The cognitive aging research program has been structured to focus both on theoretical and applied questions. For example, through the theoretical work, we have shown intact implicit perceptual learning, and intact perceptual and conceptual priming under divided attention conditions in the older adult population. In the more applied research, using daily checklists, we have documented that older adults endorse forgetting names and forgetting words on a greater number of days than younger adults, and these reported memory lapses increase with age. We have also shown that the word-finding difficulties reported by older adults are more evident in discourse situations as opposed to picture naming tasks. In developing effective cognitive enhancement techniques, we feel it is important to concentrate on the types of difficulties that older adults report as significant in their everyday lives. We have found that older adults use compensatory strategies (e.g., calendars) to help prevent many of the types of memory lapses that younger adults report experiencing more often than older adults in their everyday lives (i.e., forgetting appointments, directions, and personal dates). We have therefore investigated procedures for enhancing older adults’ memory for names, and we have recently demonstrated that providing environmental support during the retention interval (i.e., post-learning) was as effective in aiding older adults’ later memory for words as providing the support at learning. In addition to this cross-sectional research, this laboratory has 5- and 10-year follow-up data with a respectable sample of older adults for several experimental paradigms and for neuropsychological measures designed to assess changes in attentional skills, memory abilities, language functions, visuo-spatial skills, intellectual abilities, and executive functions. These studies are increasing our understanding of the types of processes that remain intact and those that decline with age.

We recently extended this cognitive aging work to include persons with very mild dementia and diagnosed Alzheimer’s disease (AD). Given the limited effectiveness of drug therapies to date, we believe that the development of cognitive interventions that will delay functional disability and increase patient well-being are critically important. While memory impairment has been identified as one of the most important cognitive determinants of everyday functional limitations in persons with early-stage dementia, studies have primarily focused on memory for the content of previously learned information. However, multiple memory processes are needed to support autonomy in daily life activities. In persons suffering from early-stage dementia, there is a fundamental gap in the knowledge base concerning impairment in memory processes outside of episodic content memory, and in the relationship between specific types of memory deficits and everyday functional limitations. This laboratory is currently conducting a series of studies that is designed to both comprehensively characterize the memory deficits present in early-stage dementia, and to relate those deficits to everyday functional limitations.
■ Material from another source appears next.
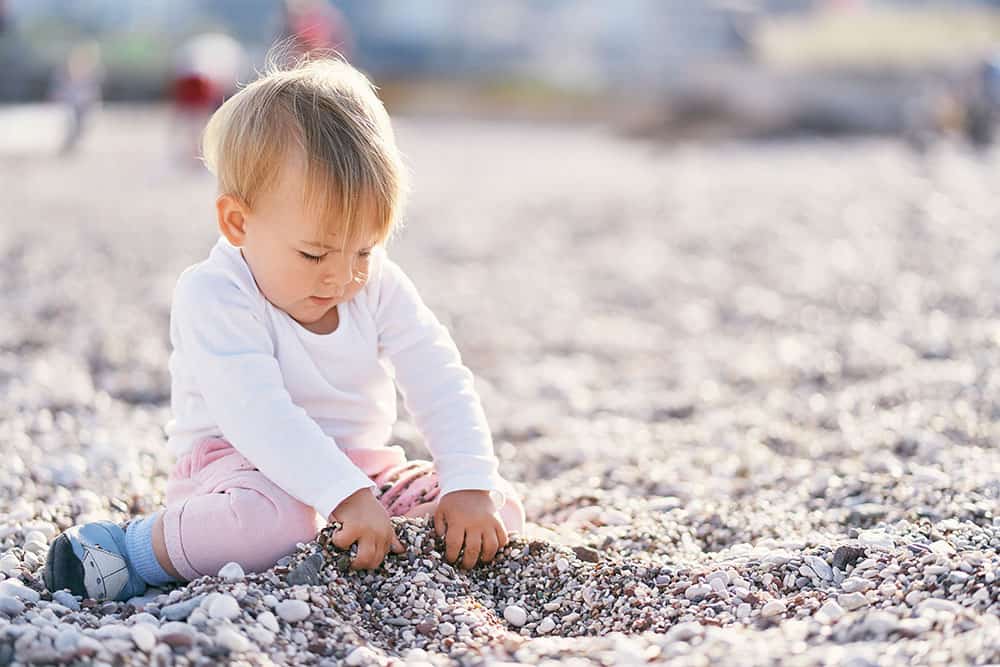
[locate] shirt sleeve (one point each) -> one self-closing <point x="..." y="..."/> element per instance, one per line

Healthy older adults, persons with very mild dementia, and AD patients are completing memory tasks designed to assess episodic memory for content as well as temporal order memory, source memory, and prospective memory. Functional capacity is being assessed with performance-based measures and with informant-based rating scales that assess basic (e.g., dressing) and complex (e.g., meal preparation) activities of daily living. This research is expected to enable subsequent intervention work aimed at extending functional autonomy in dementia patients by providing a theoretical foundation for the development of more targeted and adaptive early memory techniques. This laboratory is also studying other important issues in the early-stage dementia population, including time estimation abilities, reading comprehension and inference generation, and prospective and retrospective memory monitoring skills. In addition, we are currently experimenting with a memory notebook and smart environment technologies to help persons with dementia compensate in their daily lives for declining memory.